Saturday, July 11, 2015

Glycaemic Load

Saturday:

The next book I chose to read was The Glycemic Load Diabetes Solution by Rob Thompson, MD.

The Glycaemic Index (GI) is a measure of how badly a food makes your blood sugar spike, compared to pure sugar which has a GI of 100. The Glycaemic Load (GL) takes quantity into account. For example, watermelon quite a high GI of 72. But that is calculated on someone eating enough watermelon to get 50 grams of carbohydrate from it. Watermelon isn't all carbohydrate. In fact 100g of watermelon has only 5g of carbohydrate, so it has a glycaemic load of 3.6 (72 x 5/100), which isn't much at all. You'd have to eat a whole kilogram of watermelon to get the 50g of actual carbohydrate used in the study. Similarly carrots have a high GI, but not many people eat 7 large carrots in one sitting. One carrot is fine, and will not make your blood sugar spike to that extent.

Some researchers say a much more important indicator is the Insulin Index, which studies the person's insulin response to the food -- i.e. how much insulin is released. This is correlated to, but not the same as, the level of blood glucose. You still release some insulin for non-carbohydrate foods like meat, which doesn't have a GI number. But this is much more difficult to test for.

The GI was determined by getting quite a small group of subjects (usually 10) to eat the food (seven large carrots doesn't sound fun), and then the results of the blood tests were averaged. I assume there was quite a wide variation, for starters anyone with diabetes or insulin resistance is going to have a much more dramatic result. And also Tim and I were discussing this last night and there is no indication anywhere whether the result is linear. By which I mean, is eating two doughnuts twice as bad as eating one? Is eating ten all at once, ten times as bad? Or is it only six times as bad, or maybe twenty times as bad? I have no idea, and I don't know if it has been studied. But at least all these tables of foods give eaters a way of comparing one food to another in terms of how likely they are to cause a undesirable insulin response.

Back to the book, which I'm a third of the way through and really enjoying. Dr Thompson explains about diabetes, GI and GL, why it's hard to lose weight when you are producing too much insulin etc. His contribution to GL is to give tables of foods in "normal" servings sizes rather than per 100g.

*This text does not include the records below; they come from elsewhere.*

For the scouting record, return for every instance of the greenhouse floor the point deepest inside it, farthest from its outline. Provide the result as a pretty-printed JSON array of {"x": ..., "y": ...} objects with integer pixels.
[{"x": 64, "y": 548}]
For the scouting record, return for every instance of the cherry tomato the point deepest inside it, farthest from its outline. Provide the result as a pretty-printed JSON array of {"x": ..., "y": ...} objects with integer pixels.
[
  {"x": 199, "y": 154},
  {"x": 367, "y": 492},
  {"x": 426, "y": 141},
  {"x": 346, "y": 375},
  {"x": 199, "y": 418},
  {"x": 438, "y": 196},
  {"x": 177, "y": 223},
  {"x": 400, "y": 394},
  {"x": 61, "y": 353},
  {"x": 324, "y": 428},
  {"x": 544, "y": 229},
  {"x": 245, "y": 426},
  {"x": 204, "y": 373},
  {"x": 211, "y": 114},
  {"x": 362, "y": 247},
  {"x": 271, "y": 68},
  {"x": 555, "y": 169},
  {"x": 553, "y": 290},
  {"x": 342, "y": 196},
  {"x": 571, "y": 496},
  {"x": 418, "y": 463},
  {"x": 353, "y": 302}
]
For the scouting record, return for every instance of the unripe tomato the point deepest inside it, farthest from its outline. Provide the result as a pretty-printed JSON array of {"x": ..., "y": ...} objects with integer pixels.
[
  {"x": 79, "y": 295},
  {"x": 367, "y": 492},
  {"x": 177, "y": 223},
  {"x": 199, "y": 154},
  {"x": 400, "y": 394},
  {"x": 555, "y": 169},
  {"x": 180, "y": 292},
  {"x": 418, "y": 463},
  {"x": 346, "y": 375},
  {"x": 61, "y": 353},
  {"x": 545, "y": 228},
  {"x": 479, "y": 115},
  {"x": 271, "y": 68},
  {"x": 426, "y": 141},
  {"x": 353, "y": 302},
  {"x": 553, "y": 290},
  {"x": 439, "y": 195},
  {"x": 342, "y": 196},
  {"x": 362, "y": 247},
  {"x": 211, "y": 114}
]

So a sandwich includes two slices of bread. A can of fizzy drink is given as the GL for a whole can, not for 100 mL. One that confused me was his serving size of Life Savers (a small lolly, almost pure sugar) as one piece. Who eats one piece? Anyway, knowing the GL for a whole serve is quite useful; but they are US serves, which are large. He comments that the original GL table had a slice of Australian bread weighing 30g but he weighed the ones his wife brought home from the supermarket and they averaged 42g, so keep that in mind if you don't live in the US. I also like to be able to compare things of the same weight, which is hard when they are in serving sizes. But GL tables are available elsewhere anyway, and the serving size tables are quite handy.

The main theme of his book is that if you are diabetic or insulin resistant you have to avoid starchy foods. Wheat, rice, potato. He writes a bit about the chemical make-up of starch. It is processed by the body differently to other carbohydrate foods like fruit and non-starchy vegetables and even sugar. He isn't against sugar in small quantities, because although sugar has a high GI, a square of chocolate or half a teaspoon of sugar in a cup of tea has a low GL. Serving size is important! And even pure sugar requires a certain amount of processing by the body before it is absorbed. NB sugary drinks are a separate and much more evil case because they contain so much sugar... this doesn't contradict my previous comment about tea because half a teaspoon in tea is very different to 12 teaspoons or whatever it is in a cola or fruit juice). Anyway, but starch is absorbed almost instantly and provokes a disproportionately high insulin response which is very bad.

I haven't finished the book but the take-away thoughts so far are:
* Avoid starchy foods, and sugary drinks. (Can have a small amount.)
* Pay attention to the GL of other carbohydrate foods, and moderate your serving size accordingly.
* Exercise (even gentle exercise like walking greatly improves insulin response)

I really like his writing style, he has some cute things to say like Evian (an expensive brand of bottled water) being the word "naïve" backwards. I am well aware that I like this book partly because it aligns with things I already believe. It focuses on carbs rather than fat, but isn't totally anti-carb. It gives easy rules for managing pre-diabetes (and avoiding full-blown diabetes) without having to give up chocolate. Or fruit. Not that giving up bread or potatoes is an easy ask! Not at all! And of course flour is in nearly every processed snack: biscuits, cake etc, so like any diet I think is reasonable, it calls for an extreme reduction in processed food. I will keep reading for his plan on how to give up this tasteless yet somehow appealing substance called starch.

Report card:
Diet: Good.
Exercise: Poor.
Water: Ok.
Sleep: Ok.
Mental health: Good.


1 comment:

  1. Lots of good information! Solid report card too, yay.